Commentary: Proposed Seattle impact fees would boost housing costs, reduce affordability and supply. Growth pays for growth.

Last week, a trio of Seattle City Council members argued that Seattle was overdue for impact fees on developers. We didn’t write about it at the time, believing that with the minimum wage and local income tax we’d hit our Seattle limit for the time being. Here’s the crux of their argument:

All aspects of our transportation system require additional funding to meet growing demand. Schools in most neighborhoods are already packed, and residents of Seattle’s downtown — the fastest growing neighborhood in our city — are calling loudly for a public elementary and high school. Seattle Public Schools estimates it needs 28 new classrooms just to keep up with projected growth citywide, and 37 more to meet new class-size reduction laws. And it’s essential we continually improve and enhance our parks and community centers to address increased demand.

We believe impact fees represent a reasonable path forward to address some of the stated needs, but we disagree with the assessment that the city hasn’t pursued an impact-fee proposal because we already have property-tax levies or that it’s not a priority. On the contrary, in the last three years we’ve been steadily moving forward toward adopting impact fees. Like all things land use-related, we are never able to move as quickly as we’d like.

The council members argued that “growth should pay for growth.” And they wrote that today (August 1) the council would begin a process that could lead to the imposition of impact fees in early 2018. 

We comment on their proposal now because of two thoughtful responses in the Seattle Times. 

In an oped, Roger Valdez, director of Smart Growth Seattle, writes,

But does it make sense to impose fees that will contribute to higher production costs and increase the price of housing? Of course not. But shouldn’t, “growth pay for growth”? The fact is new development already does pay for itself while providing much needed housing. Impact fees would just add to an array of existing fees already boosting housing costs. Impact fees will make housing prices worse…

What will impact fees do to the cost of housing? A recent study by the city of Portland estimated that on average, “government fees” add 13 percent of the total development cost of housing.

He concludes:

When added to climbing housing-production costs and swelling demand, impact fees will only make much needed housing harder and more expensive to produce at a time when housing prices are rising because housing is scarce.

Instead of thinking up more ways to make housing more costly to produce, City Hall, if it truly cared about rising prices, would cut back on rules, fees and process so that new housing production could more easily meet surging demand.

Seattle Times business columnist Jon Talton also weighs in against the proposed impact fees.

On the Planet Seattle, however, a good deal of destructive policy comes from the left. Chief example is the demand for construction impact fees by some on the City Council and among candidates for mayor and council posts. The claim is to “make growth pay for itself.” And the implication is that developers are getting a free ride.

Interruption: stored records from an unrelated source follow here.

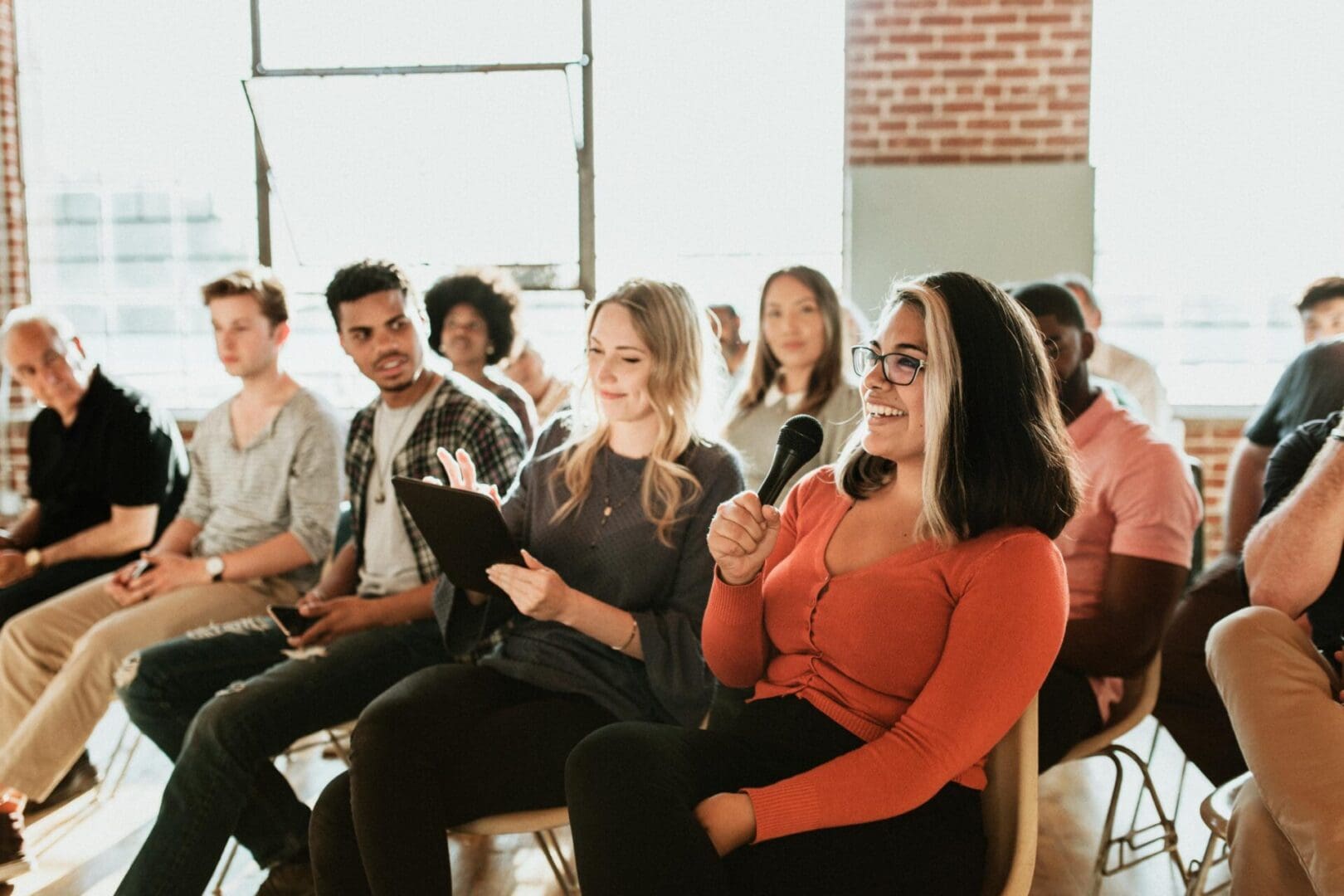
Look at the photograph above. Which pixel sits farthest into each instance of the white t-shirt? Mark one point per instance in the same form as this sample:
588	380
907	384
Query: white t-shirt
388	561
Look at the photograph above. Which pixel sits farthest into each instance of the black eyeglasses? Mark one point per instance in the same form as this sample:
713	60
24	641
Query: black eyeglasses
897	368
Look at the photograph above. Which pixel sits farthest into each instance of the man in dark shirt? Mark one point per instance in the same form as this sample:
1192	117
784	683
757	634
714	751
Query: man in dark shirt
1283	694
1309	388
222	700
106	466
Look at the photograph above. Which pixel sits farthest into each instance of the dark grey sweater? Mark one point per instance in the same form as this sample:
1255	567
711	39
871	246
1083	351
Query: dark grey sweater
665	587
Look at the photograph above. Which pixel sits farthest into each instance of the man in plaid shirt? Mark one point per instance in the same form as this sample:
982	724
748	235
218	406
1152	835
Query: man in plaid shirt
226	699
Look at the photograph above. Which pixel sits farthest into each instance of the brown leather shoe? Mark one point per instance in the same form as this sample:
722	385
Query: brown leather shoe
12	861
290	878
81	778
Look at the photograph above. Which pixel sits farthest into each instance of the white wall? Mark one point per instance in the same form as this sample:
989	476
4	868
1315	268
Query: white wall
1001	222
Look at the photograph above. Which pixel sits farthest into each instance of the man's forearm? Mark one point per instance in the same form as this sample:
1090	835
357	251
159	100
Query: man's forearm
1293	553
407	606
275	555
342	575
23	533
177	538
110	539
1244	494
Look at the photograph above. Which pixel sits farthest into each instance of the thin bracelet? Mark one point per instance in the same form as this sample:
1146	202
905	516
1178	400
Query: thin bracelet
635	631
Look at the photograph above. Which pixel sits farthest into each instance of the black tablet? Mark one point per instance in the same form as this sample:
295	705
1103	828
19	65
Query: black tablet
464	529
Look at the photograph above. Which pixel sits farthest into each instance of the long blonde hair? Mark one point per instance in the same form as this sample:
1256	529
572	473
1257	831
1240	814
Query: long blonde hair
676	334
996	451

In fact, private developers already pay a variety of taxes and fees, including new construction sales taxes, excise taxes,  increased property taxes from turning a parking lot to a hotel or apartment building, and affordable housing fees in HALA rezoning. Office building developers pay a per-square-foot fee to fund child-care, preschools and day care centers, as well as a similar fee to create public open spaces downtown.

Talton, too, writes that growth is paying its way.

Indeed, growth has been paying for itself in this booming economy. For example, construction companies in Seattle paid $466 million in just the sales tax related to construction of buildings last year. Hotels, including new ones, paid $169 million in lodging taxes. A 2015 report found that a typical high-rise contributed $3.5 million in one-time construction revenues and $6.6 million in ongoing annual revenue.

This boom has allowed the city to increase its budget by a staggering 40 percent between 2013 and 2017, to $5.7 billion.

Loading down developers with a new impact fee would risk other unintended (?) consequences, chiefly sending development to Bellevue and elsewhere on the Eastside and even to the South Sound and Tacoma.

That, of course, is also the possible outcome of a new city income tax and rising minimum wage. This is another issue to watch.